Members of the Gedling South neighbourhood policing teams carried out their latest community road safety operations in Burton Joyce and Carlton.
A police operation targeting speeding drivers as part of ongoing enforcement and educational work to keep road users safe.
Members of the Gedling South neighbourhood policing teams carried out their latest community road safety operations on Monday, November 27 in Burton Joyce and Carlton.
Officers took out a speed gun and set up checkpoints to help deter speeding along the 20mph Southdale Road in Carlton and the 40mph stretch of the A612 Nottingham Road, near the Burton Joyce border.
As part of the operations, police officers pulled over motorists who were clocked as going over the limit, with drivers then receiving appropriate sanctions.
The operations were part of continuing efforts to address the community’s concerns surrounding speeding in hotspot areas.
Last week, a 54-year-old man died after a two-car collision on Southdale Road which happened on the night of Wednesday, November 22.
The driver of one of the cars involved, a 19-year-old man, was arrested on suspicion of causing death by dangerous driving, drink driving, driving without insurance, and driving without a licence. A police investigation remains ongoing.
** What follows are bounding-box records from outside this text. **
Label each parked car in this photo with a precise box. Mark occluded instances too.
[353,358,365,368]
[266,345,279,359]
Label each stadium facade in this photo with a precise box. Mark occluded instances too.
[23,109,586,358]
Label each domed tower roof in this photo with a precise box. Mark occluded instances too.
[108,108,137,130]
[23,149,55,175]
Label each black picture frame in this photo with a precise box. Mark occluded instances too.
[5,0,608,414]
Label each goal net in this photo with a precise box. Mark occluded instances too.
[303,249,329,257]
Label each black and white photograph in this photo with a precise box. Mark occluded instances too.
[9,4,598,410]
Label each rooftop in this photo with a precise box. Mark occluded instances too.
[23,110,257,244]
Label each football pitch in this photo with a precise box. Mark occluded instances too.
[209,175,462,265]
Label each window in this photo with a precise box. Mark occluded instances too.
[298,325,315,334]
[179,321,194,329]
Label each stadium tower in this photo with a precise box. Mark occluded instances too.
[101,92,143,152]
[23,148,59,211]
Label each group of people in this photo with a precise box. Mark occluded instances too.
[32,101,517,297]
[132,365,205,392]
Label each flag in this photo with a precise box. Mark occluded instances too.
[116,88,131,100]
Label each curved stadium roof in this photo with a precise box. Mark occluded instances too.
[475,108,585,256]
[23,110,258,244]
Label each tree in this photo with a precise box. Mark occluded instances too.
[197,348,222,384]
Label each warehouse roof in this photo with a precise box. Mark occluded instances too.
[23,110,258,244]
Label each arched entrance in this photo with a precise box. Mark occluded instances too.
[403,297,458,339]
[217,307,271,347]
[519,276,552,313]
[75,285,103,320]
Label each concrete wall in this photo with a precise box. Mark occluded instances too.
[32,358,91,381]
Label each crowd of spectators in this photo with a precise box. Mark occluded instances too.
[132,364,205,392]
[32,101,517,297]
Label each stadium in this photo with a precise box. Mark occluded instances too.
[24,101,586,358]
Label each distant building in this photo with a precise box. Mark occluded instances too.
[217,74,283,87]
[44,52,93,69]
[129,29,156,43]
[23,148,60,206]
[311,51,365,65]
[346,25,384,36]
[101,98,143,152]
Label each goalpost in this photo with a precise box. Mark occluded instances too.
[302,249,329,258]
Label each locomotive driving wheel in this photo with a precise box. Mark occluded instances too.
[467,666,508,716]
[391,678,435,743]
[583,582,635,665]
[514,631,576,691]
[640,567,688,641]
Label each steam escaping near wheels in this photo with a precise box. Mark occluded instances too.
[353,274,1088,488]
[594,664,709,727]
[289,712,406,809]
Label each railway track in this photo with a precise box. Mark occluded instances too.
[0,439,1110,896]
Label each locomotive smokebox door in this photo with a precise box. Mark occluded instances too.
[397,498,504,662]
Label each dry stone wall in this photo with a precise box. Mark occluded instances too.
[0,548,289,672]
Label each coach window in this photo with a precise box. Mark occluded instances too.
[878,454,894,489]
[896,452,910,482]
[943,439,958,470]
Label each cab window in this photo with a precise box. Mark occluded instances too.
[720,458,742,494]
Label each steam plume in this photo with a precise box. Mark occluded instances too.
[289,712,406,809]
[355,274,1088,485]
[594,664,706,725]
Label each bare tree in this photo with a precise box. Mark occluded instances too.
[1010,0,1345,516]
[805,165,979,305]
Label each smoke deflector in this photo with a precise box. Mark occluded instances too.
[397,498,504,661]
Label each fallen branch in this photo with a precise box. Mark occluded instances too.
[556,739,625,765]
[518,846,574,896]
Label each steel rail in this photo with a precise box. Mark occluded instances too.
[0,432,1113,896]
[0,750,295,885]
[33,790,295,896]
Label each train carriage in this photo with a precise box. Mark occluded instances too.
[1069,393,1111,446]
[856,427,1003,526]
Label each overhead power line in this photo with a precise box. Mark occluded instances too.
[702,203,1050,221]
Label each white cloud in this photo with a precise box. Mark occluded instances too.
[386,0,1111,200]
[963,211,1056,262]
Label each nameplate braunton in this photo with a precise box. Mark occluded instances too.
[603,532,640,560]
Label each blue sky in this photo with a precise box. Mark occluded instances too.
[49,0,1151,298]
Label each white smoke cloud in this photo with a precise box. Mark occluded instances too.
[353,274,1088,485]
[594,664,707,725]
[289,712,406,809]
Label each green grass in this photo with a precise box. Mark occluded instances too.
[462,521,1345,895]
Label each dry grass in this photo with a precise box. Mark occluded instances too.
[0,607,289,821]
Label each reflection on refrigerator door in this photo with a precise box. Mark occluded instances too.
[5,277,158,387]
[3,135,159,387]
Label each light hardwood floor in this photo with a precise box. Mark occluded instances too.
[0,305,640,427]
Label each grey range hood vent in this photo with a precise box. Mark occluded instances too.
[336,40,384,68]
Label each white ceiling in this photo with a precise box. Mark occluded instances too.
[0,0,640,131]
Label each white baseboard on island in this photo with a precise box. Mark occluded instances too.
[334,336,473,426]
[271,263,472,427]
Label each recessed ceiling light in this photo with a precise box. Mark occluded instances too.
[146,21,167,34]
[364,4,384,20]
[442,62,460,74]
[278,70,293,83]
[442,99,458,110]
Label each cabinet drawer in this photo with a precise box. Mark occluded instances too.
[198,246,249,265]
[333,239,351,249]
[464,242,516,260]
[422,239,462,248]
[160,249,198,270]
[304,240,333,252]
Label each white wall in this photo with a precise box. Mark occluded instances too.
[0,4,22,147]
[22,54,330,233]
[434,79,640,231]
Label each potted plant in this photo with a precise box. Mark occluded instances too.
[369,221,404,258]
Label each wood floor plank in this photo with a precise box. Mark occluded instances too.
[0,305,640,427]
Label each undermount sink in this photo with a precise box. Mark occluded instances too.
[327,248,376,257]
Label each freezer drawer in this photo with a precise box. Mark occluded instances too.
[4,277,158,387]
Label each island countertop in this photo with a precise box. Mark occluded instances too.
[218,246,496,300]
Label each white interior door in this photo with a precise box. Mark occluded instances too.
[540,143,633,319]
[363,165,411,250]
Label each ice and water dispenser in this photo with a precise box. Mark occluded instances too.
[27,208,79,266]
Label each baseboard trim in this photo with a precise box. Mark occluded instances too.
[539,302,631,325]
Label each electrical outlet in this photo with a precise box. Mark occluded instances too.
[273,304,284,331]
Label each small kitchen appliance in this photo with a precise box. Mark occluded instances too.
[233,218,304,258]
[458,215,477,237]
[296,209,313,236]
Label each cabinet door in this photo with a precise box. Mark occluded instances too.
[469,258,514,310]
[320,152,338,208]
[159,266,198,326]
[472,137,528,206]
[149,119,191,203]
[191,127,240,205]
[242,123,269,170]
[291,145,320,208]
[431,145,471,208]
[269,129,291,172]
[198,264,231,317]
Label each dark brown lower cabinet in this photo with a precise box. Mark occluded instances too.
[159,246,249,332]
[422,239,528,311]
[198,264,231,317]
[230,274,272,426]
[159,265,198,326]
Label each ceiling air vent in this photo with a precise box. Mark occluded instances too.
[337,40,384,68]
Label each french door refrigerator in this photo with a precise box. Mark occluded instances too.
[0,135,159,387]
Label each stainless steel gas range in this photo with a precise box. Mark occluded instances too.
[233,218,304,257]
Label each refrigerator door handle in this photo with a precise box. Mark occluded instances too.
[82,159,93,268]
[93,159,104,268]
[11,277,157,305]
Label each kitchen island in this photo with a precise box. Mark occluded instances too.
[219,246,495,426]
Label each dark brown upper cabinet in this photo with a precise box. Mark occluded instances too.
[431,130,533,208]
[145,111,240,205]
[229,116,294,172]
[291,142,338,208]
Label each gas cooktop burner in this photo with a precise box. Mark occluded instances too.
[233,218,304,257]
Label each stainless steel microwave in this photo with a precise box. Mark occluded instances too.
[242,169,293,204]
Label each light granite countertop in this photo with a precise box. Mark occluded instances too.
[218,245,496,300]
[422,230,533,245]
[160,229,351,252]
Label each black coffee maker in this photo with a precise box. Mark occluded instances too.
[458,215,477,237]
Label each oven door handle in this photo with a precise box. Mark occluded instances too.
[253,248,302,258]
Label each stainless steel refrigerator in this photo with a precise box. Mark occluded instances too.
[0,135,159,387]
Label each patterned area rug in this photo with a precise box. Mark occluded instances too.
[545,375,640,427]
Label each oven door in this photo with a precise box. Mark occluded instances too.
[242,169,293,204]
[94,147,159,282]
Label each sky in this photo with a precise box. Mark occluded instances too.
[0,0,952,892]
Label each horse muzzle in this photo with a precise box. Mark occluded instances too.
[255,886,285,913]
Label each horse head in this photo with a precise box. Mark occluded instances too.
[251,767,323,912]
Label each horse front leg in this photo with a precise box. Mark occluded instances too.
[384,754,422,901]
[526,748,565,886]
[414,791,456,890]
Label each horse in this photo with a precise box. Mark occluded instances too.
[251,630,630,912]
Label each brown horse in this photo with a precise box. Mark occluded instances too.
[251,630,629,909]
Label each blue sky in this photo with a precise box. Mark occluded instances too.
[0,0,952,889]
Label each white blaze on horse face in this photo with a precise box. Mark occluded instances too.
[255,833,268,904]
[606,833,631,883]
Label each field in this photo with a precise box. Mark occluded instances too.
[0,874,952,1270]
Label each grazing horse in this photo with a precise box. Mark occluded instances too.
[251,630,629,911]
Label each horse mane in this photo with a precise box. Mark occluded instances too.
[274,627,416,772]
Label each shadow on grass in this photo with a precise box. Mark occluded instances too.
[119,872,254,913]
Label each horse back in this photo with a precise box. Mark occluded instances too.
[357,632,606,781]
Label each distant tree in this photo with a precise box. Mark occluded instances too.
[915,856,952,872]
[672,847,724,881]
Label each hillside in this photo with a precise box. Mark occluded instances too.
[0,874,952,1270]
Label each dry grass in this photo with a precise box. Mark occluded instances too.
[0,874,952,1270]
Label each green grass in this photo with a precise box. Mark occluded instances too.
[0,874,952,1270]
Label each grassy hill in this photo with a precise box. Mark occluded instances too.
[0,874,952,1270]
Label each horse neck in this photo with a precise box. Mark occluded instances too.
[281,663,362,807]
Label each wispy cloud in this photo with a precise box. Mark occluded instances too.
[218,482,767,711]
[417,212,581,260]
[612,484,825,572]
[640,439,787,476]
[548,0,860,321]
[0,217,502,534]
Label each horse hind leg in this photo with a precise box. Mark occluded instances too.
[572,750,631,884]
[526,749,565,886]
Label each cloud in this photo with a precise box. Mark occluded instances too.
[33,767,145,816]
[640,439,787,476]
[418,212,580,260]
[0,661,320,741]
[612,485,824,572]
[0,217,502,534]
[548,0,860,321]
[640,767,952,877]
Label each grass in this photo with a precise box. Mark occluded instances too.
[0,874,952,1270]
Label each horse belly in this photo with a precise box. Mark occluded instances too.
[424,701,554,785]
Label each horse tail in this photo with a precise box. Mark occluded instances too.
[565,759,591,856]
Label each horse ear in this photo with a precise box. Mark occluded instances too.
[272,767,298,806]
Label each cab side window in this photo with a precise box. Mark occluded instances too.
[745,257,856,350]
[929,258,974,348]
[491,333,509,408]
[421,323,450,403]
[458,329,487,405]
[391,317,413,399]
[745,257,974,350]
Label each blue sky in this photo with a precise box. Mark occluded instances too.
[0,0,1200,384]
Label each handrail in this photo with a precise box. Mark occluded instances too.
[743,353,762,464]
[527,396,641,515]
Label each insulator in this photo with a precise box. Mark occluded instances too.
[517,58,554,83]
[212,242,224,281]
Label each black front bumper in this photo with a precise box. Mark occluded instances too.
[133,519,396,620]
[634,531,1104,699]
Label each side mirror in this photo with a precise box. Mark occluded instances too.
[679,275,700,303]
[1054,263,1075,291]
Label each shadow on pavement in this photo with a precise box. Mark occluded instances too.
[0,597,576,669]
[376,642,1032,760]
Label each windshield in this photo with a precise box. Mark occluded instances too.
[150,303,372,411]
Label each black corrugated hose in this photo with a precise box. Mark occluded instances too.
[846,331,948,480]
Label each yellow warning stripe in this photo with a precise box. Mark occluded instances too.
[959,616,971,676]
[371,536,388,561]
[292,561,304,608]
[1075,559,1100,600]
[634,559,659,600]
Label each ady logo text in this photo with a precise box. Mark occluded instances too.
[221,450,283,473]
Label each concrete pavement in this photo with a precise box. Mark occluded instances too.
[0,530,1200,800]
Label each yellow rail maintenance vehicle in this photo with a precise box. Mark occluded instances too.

Hayley Whitehead, a sheltered housing coordinator said: “It’s a 20mph limit for a reason. Anyone trying to cross the road has to think twice as cars just seem to come out of nowhere and whizz past. It’s even worse at school times, so anything that helps raise awareness of the speed limit and the dangers of speeding can only be a good thing.”
The second operation to deter speeders was focused on a stretch of Nottingham Road leading to Burton Joyce.
Nottingham Road resident Hayden Reed said: “It’s a long and straight road and we do get the odd idiotic driver who thinks they can floor it. They seem to think they own the road, put their foot down, and come along here at excessive speed.
“I think high profile speed monitoring operations like this one are very welcome and are something we could do with more of.”
PCSO Trevor Parkinson said: “Our main purpose for carrying out these high-visibility operations isn’t just to enforce and hand out tickets to speeding drivers. It’s also to act as a deterrent and, where deemed appropriate, we will give words of advice to drivers educating them about the speed limit, encouraging safer driving, and raising awareness of the potentially fatal consequences of speeding.
“We will continue to run these proactive operations to keep people safe. Speed limits and driving laws are there to protect all road users, and we will always take action to ensure those caught committing an offence are dealt with in the most appropriate manner.”